12. November, Sascha
Wir standen dicht gedrängt in der Bahn, aber das störte niemanden. Alle Reisenden waren guter Stimmung, die Erwachsenen hatten vor Freude glänzende Augen und die Kinder schnatterten aufgeregt und löcherten ihre Eltern mit Fragen, während diese sich untereinander über die letzten Tage austauschten. Ich lehnte mich an die Wand und schloss für einen Moment schläfrig die Augen.
Die Tage hatten im Moment gefühlt mehr als vierundzwanzig Stunden; ich segelte auf einer Welle der Euphorie, kostete jede einzelne Minute aus, und jedes Erlebnis wurde sogleich von einem neuen Eindruck überlagert, bis ich irgendwann völlig erledigt ins Bett sank. Zeit zum Innehalten, zum stillen Genießen nahm ich mir nicht.

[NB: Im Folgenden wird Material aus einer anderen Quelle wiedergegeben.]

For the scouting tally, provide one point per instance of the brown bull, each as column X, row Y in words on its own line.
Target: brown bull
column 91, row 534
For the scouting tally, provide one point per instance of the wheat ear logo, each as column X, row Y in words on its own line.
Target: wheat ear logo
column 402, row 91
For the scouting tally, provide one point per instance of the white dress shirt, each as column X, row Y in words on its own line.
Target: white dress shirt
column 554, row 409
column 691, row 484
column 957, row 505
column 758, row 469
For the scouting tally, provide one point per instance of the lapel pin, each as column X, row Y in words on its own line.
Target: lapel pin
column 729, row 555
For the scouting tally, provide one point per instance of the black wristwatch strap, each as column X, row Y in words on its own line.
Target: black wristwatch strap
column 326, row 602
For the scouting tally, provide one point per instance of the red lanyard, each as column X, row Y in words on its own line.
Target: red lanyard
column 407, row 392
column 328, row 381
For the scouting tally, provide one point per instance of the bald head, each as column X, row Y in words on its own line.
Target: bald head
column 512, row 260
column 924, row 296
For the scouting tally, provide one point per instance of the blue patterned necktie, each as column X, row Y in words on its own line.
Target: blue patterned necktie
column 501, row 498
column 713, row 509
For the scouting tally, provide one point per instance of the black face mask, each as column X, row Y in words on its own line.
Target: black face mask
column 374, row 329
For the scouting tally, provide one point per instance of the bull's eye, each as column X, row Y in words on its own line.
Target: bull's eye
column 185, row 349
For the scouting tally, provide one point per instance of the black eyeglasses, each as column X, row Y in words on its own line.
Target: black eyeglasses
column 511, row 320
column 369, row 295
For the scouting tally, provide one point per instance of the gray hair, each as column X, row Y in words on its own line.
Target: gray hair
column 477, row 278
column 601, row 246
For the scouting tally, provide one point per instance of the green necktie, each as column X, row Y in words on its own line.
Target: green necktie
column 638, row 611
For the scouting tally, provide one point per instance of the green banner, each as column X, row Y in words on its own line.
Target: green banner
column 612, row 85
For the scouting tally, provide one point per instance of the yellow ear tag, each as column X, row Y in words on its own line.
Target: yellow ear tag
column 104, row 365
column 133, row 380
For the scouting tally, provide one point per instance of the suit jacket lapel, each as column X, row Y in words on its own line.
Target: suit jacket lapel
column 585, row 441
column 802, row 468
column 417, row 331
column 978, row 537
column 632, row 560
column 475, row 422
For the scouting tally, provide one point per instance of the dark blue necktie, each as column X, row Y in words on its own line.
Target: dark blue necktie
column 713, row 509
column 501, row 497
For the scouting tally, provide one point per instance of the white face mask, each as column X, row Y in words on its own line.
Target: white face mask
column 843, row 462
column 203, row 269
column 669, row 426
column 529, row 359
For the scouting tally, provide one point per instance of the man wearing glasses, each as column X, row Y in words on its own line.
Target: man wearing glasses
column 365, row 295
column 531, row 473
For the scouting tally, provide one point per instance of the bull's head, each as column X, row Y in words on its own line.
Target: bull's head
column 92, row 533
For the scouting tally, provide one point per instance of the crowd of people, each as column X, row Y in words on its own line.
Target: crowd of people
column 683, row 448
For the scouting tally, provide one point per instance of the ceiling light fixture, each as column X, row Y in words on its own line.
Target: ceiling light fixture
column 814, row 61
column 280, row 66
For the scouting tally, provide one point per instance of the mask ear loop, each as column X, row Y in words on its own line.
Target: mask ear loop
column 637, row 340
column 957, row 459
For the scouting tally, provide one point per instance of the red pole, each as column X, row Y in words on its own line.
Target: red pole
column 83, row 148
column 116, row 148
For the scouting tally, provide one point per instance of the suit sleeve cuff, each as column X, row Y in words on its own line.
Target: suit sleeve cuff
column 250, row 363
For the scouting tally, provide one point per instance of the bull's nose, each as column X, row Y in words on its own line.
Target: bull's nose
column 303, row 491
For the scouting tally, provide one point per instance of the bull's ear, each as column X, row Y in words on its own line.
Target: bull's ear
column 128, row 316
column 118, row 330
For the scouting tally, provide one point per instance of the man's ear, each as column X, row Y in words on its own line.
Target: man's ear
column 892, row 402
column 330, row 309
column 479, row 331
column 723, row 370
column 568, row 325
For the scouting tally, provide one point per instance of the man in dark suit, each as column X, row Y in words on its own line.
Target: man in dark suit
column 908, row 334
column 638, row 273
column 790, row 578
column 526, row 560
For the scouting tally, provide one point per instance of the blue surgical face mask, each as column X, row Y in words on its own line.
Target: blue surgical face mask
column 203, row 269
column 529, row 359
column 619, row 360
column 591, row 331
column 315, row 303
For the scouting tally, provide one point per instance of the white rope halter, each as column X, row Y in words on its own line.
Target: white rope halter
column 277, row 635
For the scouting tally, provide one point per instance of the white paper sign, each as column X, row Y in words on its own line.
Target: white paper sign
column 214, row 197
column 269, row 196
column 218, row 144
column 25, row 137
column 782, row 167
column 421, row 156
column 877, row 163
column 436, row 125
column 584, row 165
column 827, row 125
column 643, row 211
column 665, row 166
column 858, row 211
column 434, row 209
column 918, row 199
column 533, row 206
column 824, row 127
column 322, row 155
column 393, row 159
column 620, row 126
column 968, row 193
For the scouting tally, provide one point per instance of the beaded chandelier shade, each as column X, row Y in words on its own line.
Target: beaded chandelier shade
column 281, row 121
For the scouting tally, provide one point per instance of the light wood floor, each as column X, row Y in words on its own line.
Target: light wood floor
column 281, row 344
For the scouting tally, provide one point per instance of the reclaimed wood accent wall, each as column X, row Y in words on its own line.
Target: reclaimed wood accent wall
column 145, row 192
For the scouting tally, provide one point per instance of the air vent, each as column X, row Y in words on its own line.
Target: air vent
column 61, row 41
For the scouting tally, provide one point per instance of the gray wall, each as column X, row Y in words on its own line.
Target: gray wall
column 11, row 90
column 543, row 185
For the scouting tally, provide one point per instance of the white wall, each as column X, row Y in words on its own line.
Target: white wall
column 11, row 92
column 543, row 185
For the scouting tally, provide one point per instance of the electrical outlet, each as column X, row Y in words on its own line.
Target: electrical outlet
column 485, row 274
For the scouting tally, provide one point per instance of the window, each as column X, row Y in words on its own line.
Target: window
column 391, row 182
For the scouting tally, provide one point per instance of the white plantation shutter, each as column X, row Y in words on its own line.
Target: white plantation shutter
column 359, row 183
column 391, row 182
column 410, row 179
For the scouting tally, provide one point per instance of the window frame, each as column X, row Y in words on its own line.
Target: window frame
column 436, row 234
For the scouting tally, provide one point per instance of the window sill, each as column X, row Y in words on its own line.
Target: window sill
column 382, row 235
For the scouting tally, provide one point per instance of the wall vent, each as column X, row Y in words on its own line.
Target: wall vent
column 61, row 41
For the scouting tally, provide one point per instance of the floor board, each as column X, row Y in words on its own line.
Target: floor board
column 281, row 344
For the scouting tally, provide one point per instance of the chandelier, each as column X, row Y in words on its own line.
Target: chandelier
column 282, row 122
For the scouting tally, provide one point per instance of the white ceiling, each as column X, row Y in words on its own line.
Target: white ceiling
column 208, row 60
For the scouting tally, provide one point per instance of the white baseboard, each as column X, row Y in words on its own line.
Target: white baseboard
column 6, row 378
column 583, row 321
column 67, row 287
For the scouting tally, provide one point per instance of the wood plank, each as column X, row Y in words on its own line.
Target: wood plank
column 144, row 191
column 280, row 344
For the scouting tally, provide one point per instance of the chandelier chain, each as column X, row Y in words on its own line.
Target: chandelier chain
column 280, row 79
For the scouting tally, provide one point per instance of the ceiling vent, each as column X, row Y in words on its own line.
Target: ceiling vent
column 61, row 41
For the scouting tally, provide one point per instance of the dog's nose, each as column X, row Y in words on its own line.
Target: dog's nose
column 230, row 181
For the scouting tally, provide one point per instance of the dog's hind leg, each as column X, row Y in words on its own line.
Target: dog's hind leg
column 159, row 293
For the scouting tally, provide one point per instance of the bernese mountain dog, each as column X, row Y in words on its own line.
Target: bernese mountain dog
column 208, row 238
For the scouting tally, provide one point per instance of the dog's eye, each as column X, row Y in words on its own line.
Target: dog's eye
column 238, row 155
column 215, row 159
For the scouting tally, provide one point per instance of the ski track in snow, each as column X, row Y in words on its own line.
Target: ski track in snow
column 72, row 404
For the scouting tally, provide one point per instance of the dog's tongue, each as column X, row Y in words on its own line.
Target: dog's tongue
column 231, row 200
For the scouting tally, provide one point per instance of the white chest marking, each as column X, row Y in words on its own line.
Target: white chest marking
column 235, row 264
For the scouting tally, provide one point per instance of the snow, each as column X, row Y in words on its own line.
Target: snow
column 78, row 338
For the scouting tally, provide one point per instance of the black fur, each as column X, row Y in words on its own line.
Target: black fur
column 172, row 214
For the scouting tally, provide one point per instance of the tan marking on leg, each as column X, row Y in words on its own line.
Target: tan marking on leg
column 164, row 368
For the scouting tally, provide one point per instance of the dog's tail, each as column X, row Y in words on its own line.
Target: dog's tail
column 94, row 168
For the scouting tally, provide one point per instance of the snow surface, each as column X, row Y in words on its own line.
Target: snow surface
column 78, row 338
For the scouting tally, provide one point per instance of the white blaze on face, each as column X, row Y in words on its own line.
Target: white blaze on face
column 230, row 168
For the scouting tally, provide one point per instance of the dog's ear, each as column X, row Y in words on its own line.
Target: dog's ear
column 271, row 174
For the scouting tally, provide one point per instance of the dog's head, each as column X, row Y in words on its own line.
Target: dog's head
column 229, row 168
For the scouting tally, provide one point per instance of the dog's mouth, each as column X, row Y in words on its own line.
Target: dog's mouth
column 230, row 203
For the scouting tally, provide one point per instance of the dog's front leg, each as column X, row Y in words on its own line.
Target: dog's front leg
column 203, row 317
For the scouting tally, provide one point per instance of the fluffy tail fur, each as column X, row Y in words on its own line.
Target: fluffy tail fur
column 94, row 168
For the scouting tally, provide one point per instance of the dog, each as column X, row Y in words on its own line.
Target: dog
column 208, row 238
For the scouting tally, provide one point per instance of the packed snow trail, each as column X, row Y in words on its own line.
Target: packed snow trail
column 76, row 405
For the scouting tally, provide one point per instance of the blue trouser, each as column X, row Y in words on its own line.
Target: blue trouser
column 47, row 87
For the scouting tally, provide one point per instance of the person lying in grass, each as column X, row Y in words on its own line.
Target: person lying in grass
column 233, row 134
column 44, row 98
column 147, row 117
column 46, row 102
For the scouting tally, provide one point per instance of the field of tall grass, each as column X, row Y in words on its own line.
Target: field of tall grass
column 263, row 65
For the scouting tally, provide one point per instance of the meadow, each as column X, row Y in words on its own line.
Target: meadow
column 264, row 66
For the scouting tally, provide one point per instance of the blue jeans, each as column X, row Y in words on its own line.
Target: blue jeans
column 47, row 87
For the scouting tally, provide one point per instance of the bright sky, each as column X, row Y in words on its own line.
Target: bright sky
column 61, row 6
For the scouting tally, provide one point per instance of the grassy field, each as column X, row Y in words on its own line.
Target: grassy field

Ich hatte das Gefühl, alles sofort tun zu müssen.
Daher saß bzw. stand ich heute in der Bahn, die mich nach Hamburg zu Rainer bringen würde. Ich freute mich total darauf, ihn wiederzusehen, drei Monate waren seit seiner Flucht vergangen und wir hatten einander mit Sicherheit viel zu erzählen. Ich war neugierig darauf, zu erfahren, wie sie von Ungarn in die BRD gekommen waren und Rainer war ebenso gespannt darauf, von den Demonstrationen und der Nacht der Maueröffnung zu hören.
Der Zug ruckelte, als er eine Brücke verließ, und nahm schließlich an Fahrt auf. Es war so voll im Abteil, dass selbst bei einer Vollbremsung wenig Gefahr bestand umzukippen und der konstante Rhythmus des ratternden Zuges ließ uns alle leicht hin und her schwanken. Ohne Vorwarnung überfiel mich die Müdigkeit, der Körper holte sich, was er brauchte, und ich versank in einen Dämmerschlaf, in dem mir Bilder von Kathi, jubelnden Menschen und gleißender Neonreklame durch den Kopf gingen.
Als ich wieder zu mir kam, fuhren wir bereits durch Mecklenburg-Vorpommern. Noch immer müde rieb ich mir die Augen und knetete meinen Nacken, der von der ungemütlichen Haltung ganz steif geworden war. Gesprächsfetzten schnappte ich auf, in denen Leute über eine Wiedervereinigung diskutierten. Wiedervereinigung? Es schien absurd, zwei so verschiedene Staaten mit verschiedenen Währungen. Und es klang, wie ich fand, auch nicht erstrebenswert.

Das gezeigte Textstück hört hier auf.